We started Hosea this morning with a warning about how sternly God deal with sin in the church.


----------



## lynnie (Nov 7, 2010)

Today is Orphan Sunday and we heard a wonderful sermon about orphans and adoption. There was an initial section about the sheer numbers of orphans all over the world, then a section with all the verses about God adopting us and our adoption as Christians, and then the verses about God's command to care for orphans and widows and the fatherless, and some practical ideas of what we can do individually and as the church at large. In my church there are about 2 dozen kids adopted from all over the world, and they have a good missions emphasis on foreign orphans.

At the end the pastor sounded like John Piper's book "Don't waste your life", and how when your kids grow up and move out, instead of getting comfortable, take in foster kids. His parents did that and he is 52 and has a 12 year old adopted sister. I was convicted, I guess after 5 kids and homeschooling our 14 year old I am looking forward to a little bit of rest one of these years! But I did try to recommit my life to God's service, whatever that is.

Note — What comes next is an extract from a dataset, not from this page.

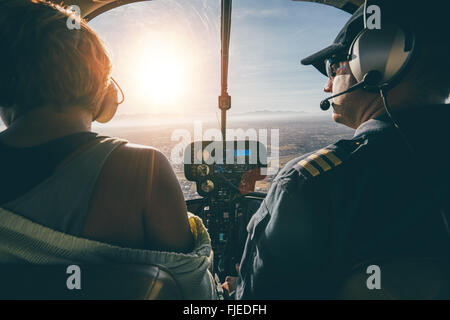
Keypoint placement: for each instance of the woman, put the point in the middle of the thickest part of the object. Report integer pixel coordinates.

In some countries now the cops have found a new method to deal with all the street kids- they just shoot them. You won't read about it in the MSM but it is going on. So we can pray for God to save kids, and help the workers in those cities who work with the street kids. As the economy goes down globally it gets worse all the time.


----------



## au5t1n (Nov 7, 2010)

My pastor preached about the state of the soul after death, and the coming resurrection of our bodies.


----------